Heroic or medieval fantasy has never had an easy time on the Tube. The related genres of horror and urban fantasy have done just fine: Thriller, Twilight Zone, Buffy are the most obvious examples. But the particular problems of filming a fantastic world - costumes, SFX, elaborate sets - have led to sword and sorcery of the low budget camp variety, such as Xena: Warrior Princess or Merlin.
That we now have two shows dealing with medieval fantasy that actually have large budgets is due to two trends; the critical and financial success of cable adult oriented drama series such as Deadwood and the The Wire, and the terrifyingly lucrative Lord of the Rings series in cinema. Not only did Peter Jackson demonstrate how much cash could be made in the heroic fantasy genre, he also used special effects in an unprecedented way to make the world and creature building affordable.
HBO’s Game of Thrones and Showtime’s Camelot are both fairly large budget fantasy series that have some points in common; intrigue over rulership of a warring land, sweeping shots of real and CGI landscapes, nudity (mostly of the nubile female variety), sudden violence, and as a sign of the dark ages none but the prettiest of the leads use hair conditioner. The series part ways in content, writing, and direction.
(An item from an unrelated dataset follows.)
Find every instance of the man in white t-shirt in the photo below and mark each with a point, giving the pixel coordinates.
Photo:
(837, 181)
Camelot often seems to be shot with a shaky cam - as if hand-held cameras provide verisimilitude in the fifth century A.D. The sets vary from fairly convincing to a village in the first episode which resembled a low budget renaissance faire. The CGI castles have those Ridley Scott style CGI birds fluttering around them. The dialogue is often a bit too modern. And the acting varies wildly. Joseph Cambell Bower’s Arthur and Peter Mooney’s Kay play as if they have a real relationship. Joseph Fein’s Merlin often speaks in short growly sentences of one word. At. A. Time. Like. This. His quiet noshing on the scenery should be more fun than it is, and it isn’t. The standout is Eva Green as Morgan. She’s found the exact right tone in the midst of the hyperbolic action going on around her, and even her overacting appears calculated to manipulate the characters around her, rather than the audience. If the show were better, she would be looking at an Emmy nod.
I’ve only seen the first episode, which underlines my main points about this series, fairly watchable but pretty forgettable, except for Green. It might be solid fun
for streaming on a rainy Saturday, but it isn’t really adding anything new or interesting to the Arthurian mythos.
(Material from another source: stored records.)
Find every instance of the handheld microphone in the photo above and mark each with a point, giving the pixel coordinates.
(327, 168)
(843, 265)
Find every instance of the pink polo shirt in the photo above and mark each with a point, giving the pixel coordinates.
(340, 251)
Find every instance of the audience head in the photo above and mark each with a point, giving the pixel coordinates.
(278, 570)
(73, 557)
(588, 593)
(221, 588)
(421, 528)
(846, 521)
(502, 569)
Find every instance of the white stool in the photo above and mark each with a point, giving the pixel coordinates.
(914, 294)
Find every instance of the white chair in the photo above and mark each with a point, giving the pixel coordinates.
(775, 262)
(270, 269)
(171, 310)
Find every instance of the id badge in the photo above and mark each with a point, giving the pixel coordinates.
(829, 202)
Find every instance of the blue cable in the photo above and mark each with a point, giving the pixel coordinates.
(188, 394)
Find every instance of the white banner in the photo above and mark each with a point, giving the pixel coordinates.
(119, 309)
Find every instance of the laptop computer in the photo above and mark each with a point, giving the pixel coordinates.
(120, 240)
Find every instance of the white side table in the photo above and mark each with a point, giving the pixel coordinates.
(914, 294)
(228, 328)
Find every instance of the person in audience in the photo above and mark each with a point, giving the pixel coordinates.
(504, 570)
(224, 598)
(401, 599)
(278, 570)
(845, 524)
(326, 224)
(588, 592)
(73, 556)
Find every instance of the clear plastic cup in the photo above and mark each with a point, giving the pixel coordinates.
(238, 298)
Game of Thrones takes us into very different territory. Based on George R.R. Martin’s dark and fascinating best selling novels, this series is beautifully shot and strongly acted. Where Camelot hurtles through the first episode to establish the plot, Game of Thrones is slowly and carefully building its world. I’ll have more to say about the series as a literary adaptation once the first season is over, but I’d at least like to mention that the dialogue stands out as excellent, often because they use Martin’s.
Standouts in a strong cast are Sean Bean, Mark Addy, and Maisie Williams. Bean’s Ned Stark is pretty much perfect, though I wish the character allowed for some more of the wry humor and menace that Bean can do so well. Maisie Williams, as Arya, is one of the best kids I’ve seen on screen. I also like Kit Harrington’s earnest and smart Jon Snow and the quiet menace of Lena Headey’s Cersei Lannister. And Peter Dinklage pretty much upstages everyone as Tyrion Lannister - a performance that will get an Emmy nod if there is any justice. There’s an overall pleasure, as there has been with other HBO series, of watching excellent actors feed off each other.
The direction and cinematography are often wonderful, and if the pacing feels slow at times it’s fascinating to watch a show that trusts us to listen to the characters. At the halfway point of the series I’m struck by how often people tell stories to each other, rather than using flashbacks, which adds to the sense of how medieval people build their own worldviews. There’s also a sense of how this medieval world functions - with the nobles living well but dangerously and the poorer sorts often at the mercy of their betters. They have captured, from the very first episode, Martin’s technique of making sure that no characters are safe, especially the ones of whom you are fond.